Portaria suspende exigências para repasse emergencial do SUAS em casos de situação de emergência ou estado de calamidade

Portaria suspende exigências para repasse emergencial do SUAS em casos de situação de emergência ou estado de calamidade

Os desastres causados por chuvas intensas que este ano, já afetaram 377 Municípios brasileiros e somaram 548 decretos de anormalidade, da qual permite maior agilidade na liberação de recursos para os Estados e Municípios em situação de emergência ou estado calamidade pública.

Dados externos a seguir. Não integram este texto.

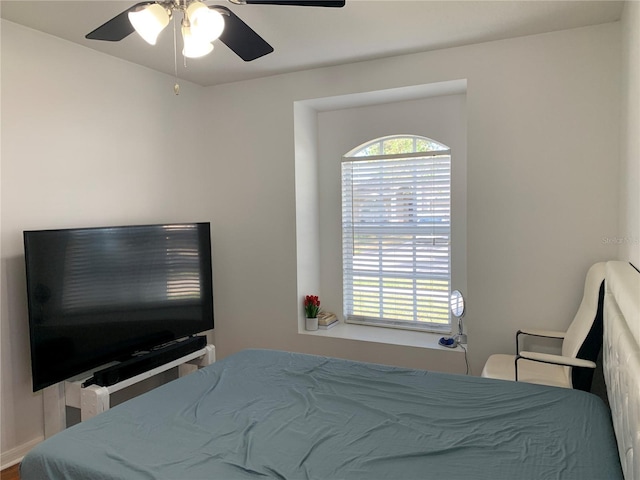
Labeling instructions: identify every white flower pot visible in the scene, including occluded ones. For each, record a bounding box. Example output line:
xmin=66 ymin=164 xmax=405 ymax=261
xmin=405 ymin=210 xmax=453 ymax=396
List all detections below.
xmin=304 ymin=317 xmax=318 ymax=330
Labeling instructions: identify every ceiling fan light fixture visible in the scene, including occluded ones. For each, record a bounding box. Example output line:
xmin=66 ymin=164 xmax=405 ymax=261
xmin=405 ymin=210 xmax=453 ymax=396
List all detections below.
xmin=186 ymin=1 xmax=224 ymax=42
xmin=182 ymin=25 xmax=213 ymax=58
xmin=129 ymin=3 xmax=169 ymax=45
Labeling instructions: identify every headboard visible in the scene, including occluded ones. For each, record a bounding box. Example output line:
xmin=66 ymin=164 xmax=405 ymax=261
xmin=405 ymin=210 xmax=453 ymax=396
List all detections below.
xmin=603 ymin=262 xmax=640 ymax=480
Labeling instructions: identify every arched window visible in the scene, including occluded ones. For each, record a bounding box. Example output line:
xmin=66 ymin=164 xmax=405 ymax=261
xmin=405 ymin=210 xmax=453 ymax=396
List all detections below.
xmin=342 ymin=135 xmax=451 ymax=331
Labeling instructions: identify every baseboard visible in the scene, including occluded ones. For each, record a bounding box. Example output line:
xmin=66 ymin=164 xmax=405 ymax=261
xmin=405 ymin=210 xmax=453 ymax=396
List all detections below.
xmin=0 ymin=436 xmax=44 ymax=470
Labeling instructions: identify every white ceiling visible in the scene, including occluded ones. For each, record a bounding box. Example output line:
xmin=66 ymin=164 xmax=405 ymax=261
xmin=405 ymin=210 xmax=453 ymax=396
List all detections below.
xmin=0 ymin=0 xmax=624 ymax=86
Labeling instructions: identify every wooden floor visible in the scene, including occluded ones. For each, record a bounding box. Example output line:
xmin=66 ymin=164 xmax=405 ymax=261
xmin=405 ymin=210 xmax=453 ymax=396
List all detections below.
xmin=0 ymin=464 xmax=20 ymax=480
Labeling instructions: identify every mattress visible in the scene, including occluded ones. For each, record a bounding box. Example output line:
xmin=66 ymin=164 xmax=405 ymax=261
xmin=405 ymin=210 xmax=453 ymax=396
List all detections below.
xmin=21 ymin=350 xmax=622 ymax=480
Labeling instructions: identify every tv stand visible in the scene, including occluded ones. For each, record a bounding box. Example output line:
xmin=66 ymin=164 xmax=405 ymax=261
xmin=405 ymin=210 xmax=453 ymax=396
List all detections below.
xmin=43 ymin=344 xmax=215 ymax=438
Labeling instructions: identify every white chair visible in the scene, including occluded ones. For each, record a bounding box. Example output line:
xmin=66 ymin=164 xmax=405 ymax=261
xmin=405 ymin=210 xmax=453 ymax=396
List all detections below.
xmin=482 ymin=262 xmax=605 ymax=391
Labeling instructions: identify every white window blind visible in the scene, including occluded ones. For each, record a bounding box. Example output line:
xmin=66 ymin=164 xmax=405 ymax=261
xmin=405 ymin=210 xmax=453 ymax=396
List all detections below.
xmin=342 ymin=150 xmax=451 ymax=331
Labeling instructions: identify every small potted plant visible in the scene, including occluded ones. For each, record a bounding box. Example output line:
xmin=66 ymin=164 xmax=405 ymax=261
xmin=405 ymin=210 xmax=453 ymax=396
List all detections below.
xmin=304 ymin=295 xmax=320 ymax=330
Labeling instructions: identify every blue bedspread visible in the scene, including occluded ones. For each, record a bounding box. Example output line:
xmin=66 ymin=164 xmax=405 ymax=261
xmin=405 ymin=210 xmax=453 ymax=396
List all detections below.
xmin=21 ymin=350 xmax=622 ymax=480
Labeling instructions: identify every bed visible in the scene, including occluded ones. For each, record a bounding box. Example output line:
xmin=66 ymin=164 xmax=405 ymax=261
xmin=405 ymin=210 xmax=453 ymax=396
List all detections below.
xmin=21 ymin=262 xmax=640 ymax=480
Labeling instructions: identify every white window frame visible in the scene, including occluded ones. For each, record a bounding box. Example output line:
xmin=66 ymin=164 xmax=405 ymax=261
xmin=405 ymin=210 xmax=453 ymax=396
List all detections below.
xmin=342 ymin=135 xmax=452 ymax=332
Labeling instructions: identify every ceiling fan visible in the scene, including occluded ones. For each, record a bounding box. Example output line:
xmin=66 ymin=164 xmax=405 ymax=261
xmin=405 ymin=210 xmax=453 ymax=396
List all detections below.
xmin=85 ymin=0 xmax=345 ymax=62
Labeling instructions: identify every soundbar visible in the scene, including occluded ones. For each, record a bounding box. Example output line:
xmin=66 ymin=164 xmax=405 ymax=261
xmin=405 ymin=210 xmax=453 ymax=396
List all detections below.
xmin=92 ymin=336 xmax=207 ymax=387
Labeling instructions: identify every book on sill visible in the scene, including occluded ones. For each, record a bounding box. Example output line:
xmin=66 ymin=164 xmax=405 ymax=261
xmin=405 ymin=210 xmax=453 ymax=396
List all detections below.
xmin=318 ymin=312 xmax=338 ymax=327
xmin=318 ymin=318 xmax=340 ymax=330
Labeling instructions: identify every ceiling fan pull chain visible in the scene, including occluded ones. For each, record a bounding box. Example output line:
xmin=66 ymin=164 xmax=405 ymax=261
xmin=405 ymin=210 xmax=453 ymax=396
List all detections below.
xmin=173 ymin=15 xmax=180 ymax=95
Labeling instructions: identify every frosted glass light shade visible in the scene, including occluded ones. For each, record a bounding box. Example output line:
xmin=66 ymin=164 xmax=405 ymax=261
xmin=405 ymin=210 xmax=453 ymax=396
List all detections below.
xmin=186 ymin=2 xmax=224 ymax=42
xmin=129 ymin=3 xmax=169 ymax=45
xmin=182 ymin=26 xmax=213 ymax=58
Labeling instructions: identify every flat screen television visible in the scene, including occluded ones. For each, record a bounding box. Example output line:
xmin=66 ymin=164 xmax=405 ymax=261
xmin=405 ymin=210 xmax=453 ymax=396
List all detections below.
xmin=24 ymin=223 xmax=214 ymax=392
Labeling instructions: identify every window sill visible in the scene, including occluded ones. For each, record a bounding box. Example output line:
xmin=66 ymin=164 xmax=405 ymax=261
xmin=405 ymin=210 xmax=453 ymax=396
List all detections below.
xmin=298 ymin=322 xmax=467 ymax=353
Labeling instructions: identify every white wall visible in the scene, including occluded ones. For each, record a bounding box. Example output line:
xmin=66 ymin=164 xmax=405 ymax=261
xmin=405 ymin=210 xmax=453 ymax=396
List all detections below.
xmin=617 ymin=1 xmax=640 ymax=268
xmin=1 ymin=17 xmax=624 ymax=462
xmin=207 ymin=24 xmax=620 ymax=374
xmin=0 ymin=20 xmax=215 ymax=463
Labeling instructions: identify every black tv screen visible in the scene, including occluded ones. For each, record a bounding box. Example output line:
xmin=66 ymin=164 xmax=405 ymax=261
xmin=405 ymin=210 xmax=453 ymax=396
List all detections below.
xmin=24 ymin=223 xmax=214 ymax=392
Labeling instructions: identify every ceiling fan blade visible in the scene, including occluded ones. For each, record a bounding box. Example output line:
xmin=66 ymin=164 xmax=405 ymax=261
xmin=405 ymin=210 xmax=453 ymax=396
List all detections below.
xmin=246 ymin=0 xmax=345 ymax=8
xmin=85 ymin=2 xmax=155 ymax=42
xmin=215 ymin=6 xmax=273 ymax=62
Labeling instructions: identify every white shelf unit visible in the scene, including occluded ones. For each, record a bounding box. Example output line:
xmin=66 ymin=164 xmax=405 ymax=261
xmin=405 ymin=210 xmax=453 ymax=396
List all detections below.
xmin=44 ymin=344 xmax=216 ymax=438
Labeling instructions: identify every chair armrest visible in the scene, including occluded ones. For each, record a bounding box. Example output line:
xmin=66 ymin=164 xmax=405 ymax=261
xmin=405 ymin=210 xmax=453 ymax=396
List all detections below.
xmin=516 ymin=352 xmax=596 ymax=368
xmin=516 ymin=328 xmax=567 ymax=355
xmin=516 ymin=328 xmax=567 ymax=338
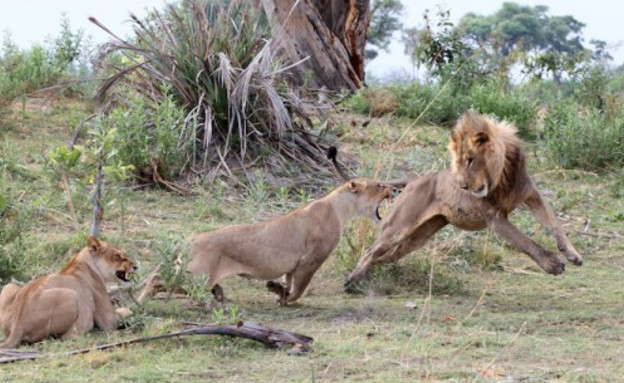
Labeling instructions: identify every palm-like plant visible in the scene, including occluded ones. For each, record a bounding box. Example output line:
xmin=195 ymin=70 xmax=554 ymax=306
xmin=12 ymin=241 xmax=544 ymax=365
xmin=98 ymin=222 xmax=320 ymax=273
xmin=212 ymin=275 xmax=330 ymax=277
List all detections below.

De acordo com a portaria, fica temporariamente suspensa a obrigatoriedade da apresentação prévia das condições previstas no art.7 da portaria MDS 90/2013.\nO dispositivo estabelece as regras para que os entes federados acessem o cofinanciamento federal para o Serviço de Proteção em Situações de Calamidades Públicas e de Emergências no âmbitos do Sistema Único de Assistência Social (Suas), dessa forma o artigo abre mão, temporariamente, das seguintes exigências: a existência de reconhecimento da situação de emergência ou estado de calamidade pública por parte do Ministério da Integração Nacional; o encaminhamento formal de requerimento, contendo a exposição de motivos que justifiquem o apoio pela União e a celebração do Termo de Aceite.\nCom isso, os Entes federativos poderão acessar os recursos de forma mais rápida enquanto perdurar a situação de emergência ou calamidade decorrente das chuvas intensas. Apesar da flexibilização, a normativa estabelecia que Estados e Municípios deveriam informar ao Ministério do Desenvolvimento, Assistência social, Família e Combate a Fome (MDS) o número de pessoas desalojadas e/ou desabrigadas que necessitam das provisões dos serviços. Essas informações são utilizadas pelo governo federal para o cálculo do valor que será cofinanciado para os Entes federados.\nA Confederação Nacional de Municípios (CNM) destaca que a medida busca garantir maior rapidez no apoio federal aos Municípios afetados por desastres, neste sentido a entidade orienta que os gestores municipais informem corretamente o número de pessoas afetadas; mantenham atualizada a documentação referente ao decreto de emergência ou calamidade. Ainda vale reforçar que a entidade não concorda com o fato de a União impor um número mínimo de 50 pessoas desalojadas/desabrigadas para que os Municípios acessem o cofinanciamento federal. Essa regra pode gerar situações de desproteção social e comprometer a capacidade da oferta do serviço socioassistencial.